A process of recognizing a plurality of bus expansion devices in the programmable logic control expansion board recognition device according to the present invention will be described in detail with reference to FIG. 4.

First, in step 502, the main operation unit 112 in the main board 110 generates an address code corresponding to the corresponding PLC Dean boards 120, 130, ..., 140 and the PLC corresponding to the generated address code. The expansion boards 120, 130, ..., 140 are provided in sequence.

The decoder 31 in the corresponding PLC expansion boards 120, 130, ..., 140 receives the provided address code (step 504).

In step 506, the decoder 31 determines whether the received address code is a bus extension device control signal. If it is determined that the received address code is a bus extender control signal, the process proceeds to step 514 where the decoder 31 is activated by the bus extender control signal, and the control unit 33 receives a signal from the decoder 31. In response to an activation state, the PLC expansion board recognition information is transmitted to the main operation unit 112 to inform that the PLC expansion board is recognized and terminated.
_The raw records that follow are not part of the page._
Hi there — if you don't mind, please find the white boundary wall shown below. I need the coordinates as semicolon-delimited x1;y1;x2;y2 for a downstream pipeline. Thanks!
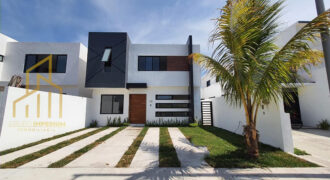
211;97;293;152
0;87;89;150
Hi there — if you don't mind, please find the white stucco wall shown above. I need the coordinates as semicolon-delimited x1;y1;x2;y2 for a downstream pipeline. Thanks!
88;87;200;126
128;44;200;87
0;42;91;97
201;73;223;99
211;97;293;152
0;33;17;80
1;42;80;85
0;87;88;150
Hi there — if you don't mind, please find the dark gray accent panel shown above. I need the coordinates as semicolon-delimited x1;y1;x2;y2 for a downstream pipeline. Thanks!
85;32;127;88
315;0;330;90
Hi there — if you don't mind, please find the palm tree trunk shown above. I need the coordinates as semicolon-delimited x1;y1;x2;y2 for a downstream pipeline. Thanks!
244;108;259;158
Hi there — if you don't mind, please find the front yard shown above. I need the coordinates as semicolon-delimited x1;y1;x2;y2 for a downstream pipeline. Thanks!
180;127;318;168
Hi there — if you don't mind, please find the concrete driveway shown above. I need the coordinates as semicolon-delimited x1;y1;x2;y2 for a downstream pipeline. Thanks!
292;129;330;167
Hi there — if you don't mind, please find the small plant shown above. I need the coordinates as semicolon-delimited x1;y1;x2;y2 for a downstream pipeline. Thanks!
107;117;112;127
107;116;129;127
317;119;330;130
294;148;309;156
89;120;98;127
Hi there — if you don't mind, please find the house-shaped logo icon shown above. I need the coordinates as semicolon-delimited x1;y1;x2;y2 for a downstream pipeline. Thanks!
13;55;63;118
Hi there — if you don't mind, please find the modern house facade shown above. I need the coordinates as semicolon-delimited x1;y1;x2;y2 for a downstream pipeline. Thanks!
86;32;200;125
0;32;201;125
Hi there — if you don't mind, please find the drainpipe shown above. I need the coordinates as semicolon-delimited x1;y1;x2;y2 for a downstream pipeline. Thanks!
187;35;195;123
315;0;330;91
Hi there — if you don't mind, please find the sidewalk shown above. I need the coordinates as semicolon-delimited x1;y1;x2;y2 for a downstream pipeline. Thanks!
0;168;330;180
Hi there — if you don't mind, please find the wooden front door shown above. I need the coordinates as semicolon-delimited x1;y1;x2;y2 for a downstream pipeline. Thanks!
129;94;147;124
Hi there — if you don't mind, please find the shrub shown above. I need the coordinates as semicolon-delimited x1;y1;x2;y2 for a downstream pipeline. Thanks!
317;119;330;130
107;116;129;127
146;118;189;127
89;120;98;127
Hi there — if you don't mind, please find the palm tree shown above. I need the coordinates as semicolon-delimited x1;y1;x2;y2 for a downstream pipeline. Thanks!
193;0;330;158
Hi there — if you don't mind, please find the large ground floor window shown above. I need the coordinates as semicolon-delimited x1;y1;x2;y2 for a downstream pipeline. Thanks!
101;95;124;114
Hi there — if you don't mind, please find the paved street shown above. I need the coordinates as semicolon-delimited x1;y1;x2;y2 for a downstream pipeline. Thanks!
0;168;330;180
292;129;330;167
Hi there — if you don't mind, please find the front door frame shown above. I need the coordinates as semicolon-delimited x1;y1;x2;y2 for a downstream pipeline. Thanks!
128;94;147;124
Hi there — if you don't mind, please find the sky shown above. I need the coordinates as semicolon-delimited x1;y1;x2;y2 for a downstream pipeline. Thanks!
0;0;330;55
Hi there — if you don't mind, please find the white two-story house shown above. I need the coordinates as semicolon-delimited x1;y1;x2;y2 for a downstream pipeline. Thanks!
86;32;201;125
0;32;201;125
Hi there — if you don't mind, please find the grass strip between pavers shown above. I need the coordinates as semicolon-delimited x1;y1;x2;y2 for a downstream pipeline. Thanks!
48;126;126;168
0;127;108;168
294;148;310;156
116;127;148;167
0;128;87;156
159;127;181;167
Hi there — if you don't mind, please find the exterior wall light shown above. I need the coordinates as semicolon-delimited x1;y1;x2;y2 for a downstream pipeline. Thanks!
0;55;5;62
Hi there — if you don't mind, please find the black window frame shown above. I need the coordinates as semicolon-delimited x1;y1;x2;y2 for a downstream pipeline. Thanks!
102;47;113;72
156;94;190;101
23;54;68;74
100;94;125;114
0;54;5;62
206;80;211;87
215;76;220;82
155;111;190;117
137;56;167;71
156;103;190;109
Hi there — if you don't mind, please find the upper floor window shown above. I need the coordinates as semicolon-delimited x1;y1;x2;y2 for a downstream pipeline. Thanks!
138;56;167;71
24;54;67;73
206;80;211;87
101;48;112;71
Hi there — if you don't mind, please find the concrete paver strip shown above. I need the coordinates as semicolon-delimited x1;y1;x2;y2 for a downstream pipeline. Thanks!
0;168;330;180
130;128;159;168
20;128;118;168
65;127;142;168
292;129;330;167
168;128;209;167
0;128;96;164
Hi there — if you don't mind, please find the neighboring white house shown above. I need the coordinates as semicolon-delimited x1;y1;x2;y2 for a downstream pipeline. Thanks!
277;21;330;127
0;34;91;97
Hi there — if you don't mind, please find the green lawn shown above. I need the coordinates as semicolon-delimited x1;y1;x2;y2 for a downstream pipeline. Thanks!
180;127;318;168
116;127;148;167
159;127;181;167
294;148;310;156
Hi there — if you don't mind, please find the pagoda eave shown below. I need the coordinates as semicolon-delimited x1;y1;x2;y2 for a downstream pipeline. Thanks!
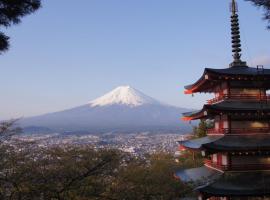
185;66;270;94
196;171;270;198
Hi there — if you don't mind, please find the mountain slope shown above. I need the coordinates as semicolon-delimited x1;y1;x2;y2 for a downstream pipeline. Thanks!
21;86;192;132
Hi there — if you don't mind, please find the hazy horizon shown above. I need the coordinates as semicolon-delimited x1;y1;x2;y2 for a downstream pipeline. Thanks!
0;0;270;119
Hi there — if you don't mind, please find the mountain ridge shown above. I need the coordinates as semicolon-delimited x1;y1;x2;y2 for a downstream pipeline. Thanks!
20;86;190;132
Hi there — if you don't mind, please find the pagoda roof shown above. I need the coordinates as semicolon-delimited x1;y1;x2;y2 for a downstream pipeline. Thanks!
182;100;270;120
185;66;270;94
181;134;270;153
175;166;222;184
196;171;270;197
179;135;221;150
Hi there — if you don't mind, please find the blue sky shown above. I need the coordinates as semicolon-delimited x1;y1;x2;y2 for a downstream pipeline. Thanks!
0;0;270;119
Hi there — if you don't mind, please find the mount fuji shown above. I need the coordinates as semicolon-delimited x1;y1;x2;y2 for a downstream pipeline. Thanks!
20;86;190;133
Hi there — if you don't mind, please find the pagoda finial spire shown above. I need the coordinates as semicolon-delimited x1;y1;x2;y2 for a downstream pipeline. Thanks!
230;0;247;67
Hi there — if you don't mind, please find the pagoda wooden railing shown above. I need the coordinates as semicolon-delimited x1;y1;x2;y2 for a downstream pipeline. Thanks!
204;159;270;171
207;94;270;104
207;127;270;135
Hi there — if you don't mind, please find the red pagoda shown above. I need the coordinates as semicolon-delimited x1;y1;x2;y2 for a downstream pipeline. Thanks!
177;0;270;200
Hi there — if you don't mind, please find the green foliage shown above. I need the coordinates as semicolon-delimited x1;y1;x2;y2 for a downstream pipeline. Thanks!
0;144;192;200
193;120;213;138
246;0;270;29
109;153;192;200
0;0;41;52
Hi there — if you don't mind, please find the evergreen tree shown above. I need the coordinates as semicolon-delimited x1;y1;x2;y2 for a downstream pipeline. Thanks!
0;0;41;53
246;0;270;29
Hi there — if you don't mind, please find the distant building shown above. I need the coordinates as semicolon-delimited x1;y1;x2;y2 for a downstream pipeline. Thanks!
177;0;270;200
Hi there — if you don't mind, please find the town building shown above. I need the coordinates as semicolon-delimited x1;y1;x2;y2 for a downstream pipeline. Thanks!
177;0;270;200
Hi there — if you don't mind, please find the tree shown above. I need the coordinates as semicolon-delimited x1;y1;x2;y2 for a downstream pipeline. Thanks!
0;0;41;53
110;153;192;200
193;120;214;138
0;119;22;141
246;0;270;29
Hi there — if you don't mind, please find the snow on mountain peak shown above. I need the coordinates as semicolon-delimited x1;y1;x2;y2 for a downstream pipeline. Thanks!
89;86;161;107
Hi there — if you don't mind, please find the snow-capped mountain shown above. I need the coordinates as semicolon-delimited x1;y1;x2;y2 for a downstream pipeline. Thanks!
89;86;161;107
20;86;190;133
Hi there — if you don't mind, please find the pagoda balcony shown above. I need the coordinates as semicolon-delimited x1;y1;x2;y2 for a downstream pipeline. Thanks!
207;127;270;135
207;94;270;105
204;159;270;171
204;159;229;171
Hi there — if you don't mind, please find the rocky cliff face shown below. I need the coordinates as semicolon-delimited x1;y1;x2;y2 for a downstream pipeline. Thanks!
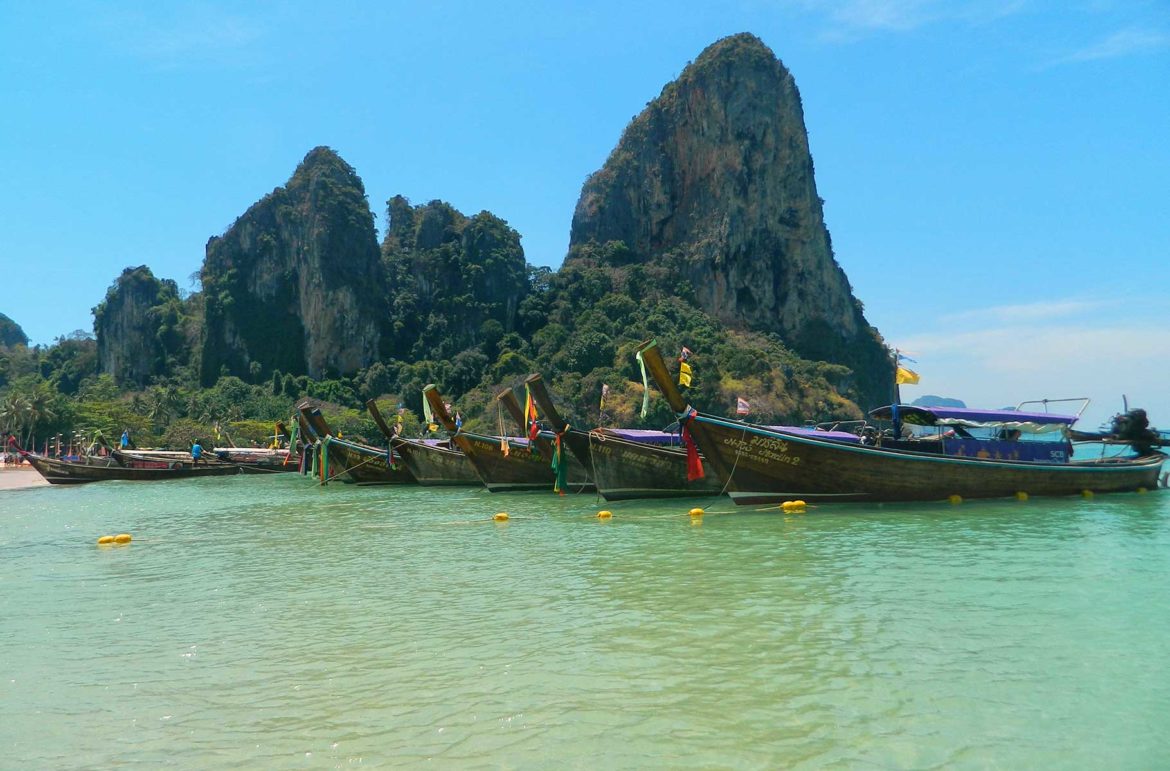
200;147;386;385
381;195;529;359
0;314;28;345
566;34;893;402
94;266;181;388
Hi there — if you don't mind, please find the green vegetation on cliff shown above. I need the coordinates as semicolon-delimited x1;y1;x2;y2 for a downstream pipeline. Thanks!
0;35;893;443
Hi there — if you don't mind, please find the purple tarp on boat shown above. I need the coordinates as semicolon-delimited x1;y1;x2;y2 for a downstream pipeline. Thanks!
603;426;861;447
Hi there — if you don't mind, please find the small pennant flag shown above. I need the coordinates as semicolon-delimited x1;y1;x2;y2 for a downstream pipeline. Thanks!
524;385;541;440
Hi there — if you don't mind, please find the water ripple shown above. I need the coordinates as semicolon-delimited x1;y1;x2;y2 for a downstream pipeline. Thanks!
0;476;1170;769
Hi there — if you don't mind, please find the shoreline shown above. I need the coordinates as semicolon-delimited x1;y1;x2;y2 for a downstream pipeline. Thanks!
0;463;48;490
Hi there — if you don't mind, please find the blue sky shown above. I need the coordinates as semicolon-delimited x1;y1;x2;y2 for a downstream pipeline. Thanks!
0;0;1170;427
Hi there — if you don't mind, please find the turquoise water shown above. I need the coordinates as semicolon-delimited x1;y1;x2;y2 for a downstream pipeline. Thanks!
0;475;1170;769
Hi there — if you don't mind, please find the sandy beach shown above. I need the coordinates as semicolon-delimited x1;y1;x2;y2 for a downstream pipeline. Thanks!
0;464;48;490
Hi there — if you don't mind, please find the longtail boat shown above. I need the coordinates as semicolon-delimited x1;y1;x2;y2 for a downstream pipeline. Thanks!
366;399;482;487
524;374;722;501
110;447;300;474
21;452;242;484
297;404;414;486
640;340;1165;504
496;388;597;493
422;385;584;493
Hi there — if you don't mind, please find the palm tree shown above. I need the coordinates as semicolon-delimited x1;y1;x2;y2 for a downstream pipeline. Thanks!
25;383;57;445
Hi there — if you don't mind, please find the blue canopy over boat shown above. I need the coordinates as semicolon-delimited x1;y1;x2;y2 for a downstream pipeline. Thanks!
869;405;1078;434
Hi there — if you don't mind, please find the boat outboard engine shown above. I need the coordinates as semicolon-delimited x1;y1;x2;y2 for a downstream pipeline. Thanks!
1113;409;1162;455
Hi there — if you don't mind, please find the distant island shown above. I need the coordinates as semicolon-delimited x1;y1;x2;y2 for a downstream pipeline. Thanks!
0;34;893;446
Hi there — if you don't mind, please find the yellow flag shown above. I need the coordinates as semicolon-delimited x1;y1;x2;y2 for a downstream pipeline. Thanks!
894;366;918;385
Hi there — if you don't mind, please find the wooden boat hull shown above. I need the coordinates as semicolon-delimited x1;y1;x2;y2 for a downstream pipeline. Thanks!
324;436;415;484
393;439;483;487
455;432;593;493
25;453;241;484
113;447;301;474
690;414;1165;504
580;431;723;501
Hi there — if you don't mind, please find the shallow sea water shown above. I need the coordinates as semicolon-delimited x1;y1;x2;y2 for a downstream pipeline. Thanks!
0;474;1170;769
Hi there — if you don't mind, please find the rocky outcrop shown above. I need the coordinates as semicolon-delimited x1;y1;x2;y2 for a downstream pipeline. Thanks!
566;34;893;404
381;195;529;359
200;147;386;385
0;314;28;346
94;266;183;388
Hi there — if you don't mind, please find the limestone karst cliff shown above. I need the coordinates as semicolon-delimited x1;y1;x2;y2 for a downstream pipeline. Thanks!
94;266;185;387
200;147;386;385
566;34;892;402
381;195;529;359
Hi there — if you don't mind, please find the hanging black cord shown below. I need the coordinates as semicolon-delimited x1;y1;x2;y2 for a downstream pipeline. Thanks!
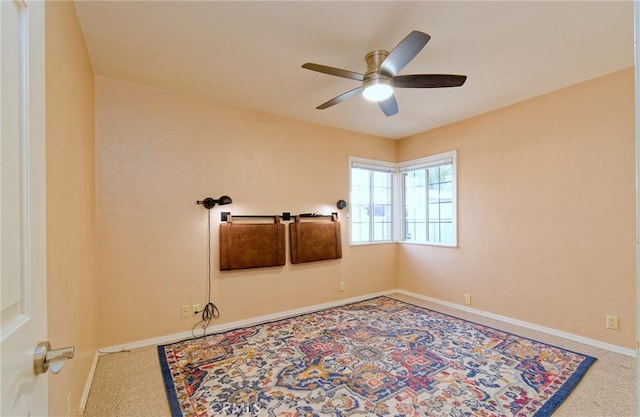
191;209;220;337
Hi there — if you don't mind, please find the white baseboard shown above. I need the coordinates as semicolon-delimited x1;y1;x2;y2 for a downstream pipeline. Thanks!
393;290;636;358
80;290;398;410
80;289;636;410
78;350;100;416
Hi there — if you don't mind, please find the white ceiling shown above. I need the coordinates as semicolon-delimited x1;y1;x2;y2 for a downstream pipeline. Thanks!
76;1;634;138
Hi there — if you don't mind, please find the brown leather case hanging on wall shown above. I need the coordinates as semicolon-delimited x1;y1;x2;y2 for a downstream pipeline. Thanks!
220;215;286;271
289;215;342;264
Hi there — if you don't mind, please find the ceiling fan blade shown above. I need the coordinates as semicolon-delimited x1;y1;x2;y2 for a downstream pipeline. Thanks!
391;74;467;88
378;95;398;116
302;62;364;81
380;30;431;76
316;86;362;110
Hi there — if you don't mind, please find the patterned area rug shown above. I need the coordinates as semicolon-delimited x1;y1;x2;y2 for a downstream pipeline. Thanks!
158;297;595;417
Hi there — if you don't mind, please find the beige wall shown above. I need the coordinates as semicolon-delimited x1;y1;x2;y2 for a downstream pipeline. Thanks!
45;2;97;416
398;68;636;349
96;77;397;346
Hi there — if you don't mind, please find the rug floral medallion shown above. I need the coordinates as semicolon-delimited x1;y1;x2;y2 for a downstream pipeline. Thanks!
158;297;596;417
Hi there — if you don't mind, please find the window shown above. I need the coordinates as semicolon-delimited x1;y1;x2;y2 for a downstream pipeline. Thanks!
349;158;396;243
349;151;457;246
399;151;457;246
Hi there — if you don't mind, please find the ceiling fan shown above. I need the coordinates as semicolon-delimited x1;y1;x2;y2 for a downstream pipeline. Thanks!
302;30;467;116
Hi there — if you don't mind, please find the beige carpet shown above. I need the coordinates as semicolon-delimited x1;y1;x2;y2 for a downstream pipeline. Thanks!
84;294;636;417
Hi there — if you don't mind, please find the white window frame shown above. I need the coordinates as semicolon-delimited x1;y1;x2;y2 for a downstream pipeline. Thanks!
397;150;458;247
349;156;398;246
347;150;458;248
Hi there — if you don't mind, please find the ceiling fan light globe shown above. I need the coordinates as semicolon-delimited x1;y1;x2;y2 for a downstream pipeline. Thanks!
362;83;393;101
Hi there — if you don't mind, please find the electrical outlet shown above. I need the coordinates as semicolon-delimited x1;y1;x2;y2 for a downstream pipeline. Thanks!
464;294;471;305
180;304;191;319
191;304;202;317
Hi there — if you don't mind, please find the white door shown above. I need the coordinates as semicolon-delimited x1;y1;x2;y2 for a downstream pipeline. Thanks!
0;0;47;416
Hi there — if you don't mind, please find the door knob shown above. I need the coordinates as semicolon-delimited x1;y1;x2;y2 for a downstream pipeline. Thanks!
33;342;76;375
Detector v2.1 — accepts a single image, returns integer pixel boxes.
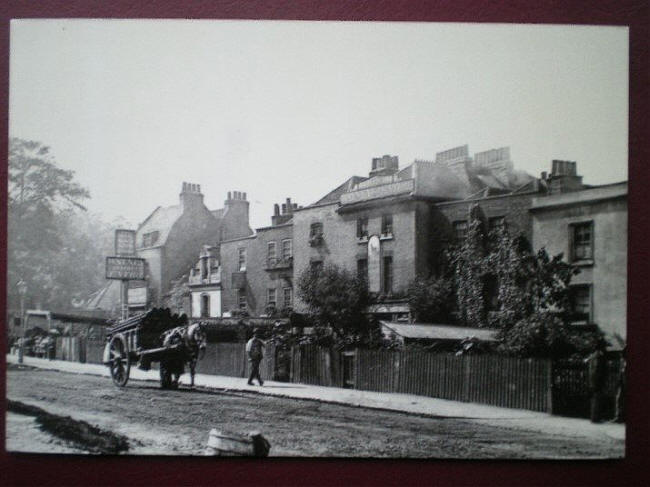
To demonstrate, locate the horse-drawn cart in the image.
[103,309,206,389]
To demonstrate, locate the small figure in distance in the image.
[246,330,265,386]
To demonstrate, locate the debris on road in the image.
[205,429,271,457]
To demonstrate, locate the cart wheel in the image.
[160,360,172,389]
[108,335,131,387]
Otherwise, the process proceeds to 508 to transmit the address code to the adder 32. (Step 508).

In step 510, the adder 32 adds the received address code and a preset setting code to output a new address code.

In step 512, the new address code output in step 510 is provided back to the decoder 31 to proceed to step 504 described above.

As described above, the present invention can automatically recognize the bus expansion device without an external additional device and stably recognize the input / output arrangement of the corresponding address space, so that the control operation of the PLC can be more stably operated.

Claims (4)

In a device that recognizes each PLC expansion board (120, 130, ..., 140) that can be connected to a programmable logic controller (PLC), Leading edges that are assigned to the PLC expansion board (120, 130, ..., 140) to generate an address code assigned to each of the PLC expansion board (120, 130, ..., 140) sequentially Mountain 112; Bus expansion units 114 and 122 for providing PLC expansion board recognition information to the main operation unit to confirm its existence in response to the address code in the respective PLC expansion boards 120, 130, ..., 140. Expansion board recognition device for a programmable logic control device, including; The method of claim 1, Each of the bus extensions 114, 122, 132, ..., 144, An adder (32) for generating a bus extension device control signal by repeatedly performing logical operations between the address code and the preset code provided to the corresponding expansion board; A decoder (31) activated by the bus expander control signal generated by the adder (32); And a control unit (33) for transmitting the PLC expansion board recognition information to the main operation unit (112) in response to an active state of the decoder (31). The method of claim 1, The address code is an expansion board recognition device of a programmable logic control device, characterized in that the value corresponding to the value of the number of PLC expansion board (120, 130, ..., 140) sequentially expressed. In the expansion board recognition method of a PLC comprising a programmable logic controller (PLC) main board and an expansion board connectable to the PLC main board, Providing each corresponding expansion board with an address code assigned to designate each expansion board connected to the PLC in the main board of the PLC; Generating a bus extension device control signal satisfying a preset value by repeatedly performing a logical operation between the address code and a preset logic code in an expansion board connected to the PLC main board; And providing the generated bus expansion device control signal to the PLC main board to recognize the connection of the expansion board to the PLC main board.